A purveyor of used books for nearly two decades, he has
managed to fill every nook and cranny of his 1,200-square-foot
store. Countless books cover every genre, from Chinese
kung fu to dog training, and represent a broad cross-section
of writers, from Milan Kundera and Sylvia Plath to the
Frugal Gourmet and Miss Manners. There’s even a
Barry Manilow autobiography carefully tucked away in the
nonfiction section.
Despite what may look like a library run amok, Hassan
insists there is a method to the madness of bulging shelves
and towering stacks.
“Everything’s stacked by subject,”
he says.
But when asked how many books he has amassed, he only
shrugs.
“I don’t even have a clue – twice as
many as there’s room for,” he says. “And
I have this many two times over in storage.”
Hassan admits the store can be daunting for a rookie
or half-hearted book hunter.
“This isn’t the best for people who don’t
want to root around,” he says. “You have to
be a person who’s not intimidated by a little clutter.”
And it’s definitely not the place for claustrophobes.

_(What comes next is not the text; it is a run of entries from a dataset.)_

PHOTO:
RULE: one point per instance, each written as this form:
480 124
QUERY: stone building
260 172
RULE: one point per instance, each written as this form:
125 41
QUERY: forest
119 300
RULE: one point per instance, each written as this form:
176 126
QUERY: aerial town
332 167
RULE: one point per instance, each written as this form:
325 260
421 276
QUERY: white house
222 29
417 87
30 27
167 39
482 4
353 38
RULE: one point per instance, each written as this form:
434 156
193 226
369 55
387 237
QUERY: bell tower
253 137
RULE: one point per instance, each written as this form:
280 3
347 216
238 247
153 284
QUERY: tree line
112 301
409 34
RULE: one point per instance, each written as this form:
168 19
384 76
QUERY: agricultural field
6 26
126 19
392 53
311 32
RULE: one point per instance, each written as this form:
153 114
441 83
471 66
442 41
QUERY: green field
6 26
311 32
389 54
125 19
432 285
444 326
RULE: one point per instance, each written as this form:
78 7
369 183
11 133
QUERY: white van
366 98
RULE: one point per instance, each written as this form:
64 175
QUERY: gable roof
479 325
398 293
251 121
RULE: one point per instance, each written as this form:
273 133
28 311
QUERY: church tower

“Some people who are claustrophobic come in and
take one look and say, ‘Whoa, get me outta here,’”
he says.
But for that gregarious book lover, it’s possible
to get lost in the seemingly endless maze of narrow passageways
– quite literally.
“I once locked someone in overnight,” he
admits. “I didn’t know anyone was in here,
and I closed the door and went home.”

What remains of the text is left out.